Cada país es un mundo. En algunos casos emergen outsiders -como el peruano Pedro Castillo- y, en otros, son los ex oficialismos -como Juntos por el Cambio- los que se preparan para volver al poder.
Después de permanecer en stand-by durante dos años, en algunos países vuelve la protesta a las calles. Tras zafar por segunda vez del juicio político en el Congreso, Castillo enfrenta protestas que dejaron hasta acá cuatro muertos. Las gatillaron el aumento del combustible y la disparada del precio de los alimentos. Dos variables que están en el corazón de la interna del Frente de Todos. Un detalle: el disparador de las grandes movilizaciones que azotaron la región antes de la pandemia fueron aumentos de los servicios públicos.

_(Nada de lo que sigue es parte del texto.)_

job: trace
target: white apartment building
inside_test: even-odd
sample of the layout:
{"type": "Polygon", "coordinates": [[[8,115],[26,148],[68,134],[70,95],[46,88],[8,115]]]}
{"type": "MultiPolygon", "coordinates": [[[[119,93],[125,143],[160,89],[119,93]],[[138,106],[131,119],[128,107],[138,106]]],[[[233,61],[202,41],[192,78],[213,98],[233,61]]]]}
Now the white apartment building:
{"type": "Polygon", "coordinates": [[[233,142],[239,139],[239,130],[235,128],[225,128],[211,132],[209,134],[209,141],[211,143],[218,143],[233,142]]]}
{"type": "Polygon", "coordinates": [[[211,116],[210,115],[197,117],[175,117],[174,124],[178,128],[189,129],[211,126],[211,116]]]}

Acampe en el Ministerio de Desarrollo Social. Foto: Nicolás Parodi
En tanto, en la Argentina la calle se recalienta. Tras el acampe del Polo Obrero frente al ministerio de Desarrollo Social, en Buenos Aires, tanto el gobierno porteño como el nacional endurecieron su postura. Horacio Rodríguez Larreta pidió “sacar los planes sociales a quienes corten calles” y el ministro Juan Zabaleta -un albertista- equiparó las protestas con una extorsión.
Con las elecciones presidenciales ya en el horizonte, unos y otros se mueven en un nuevo entorno donde las derechas duras como las de Javier Milei marcan el pulso del debate público, y dan señales a las clases medias y bajas que piden orden. En el caso de la Casa Rosada se agregan dos factores. Uno es el corset financiero que impone el FMI. El otro, un aprendizaje de la experiencia de Cambiemos: no quieren engordar con recursos a rivales.
Mientras Fernández y Boric intercambian discos de Charly García y Violeta Parra, y el presidente argentino cita al Luis Alberto Spinetta optimista que cantaba “mañana es mejor”, Cristina cree lo contrario y usa el libro “Diario de una temporada en el quinto piso” de Juan Carlos Torre sobre la debacle del gobierno de Raúl Alfonsín como presagio de lo que vendrá. Para Cristina, la lluvia de piedras al Congreso el día que diputados dio media sanción al pacto con el Fondo es un nuevo ejemplo de que el tiempo le dará la razón.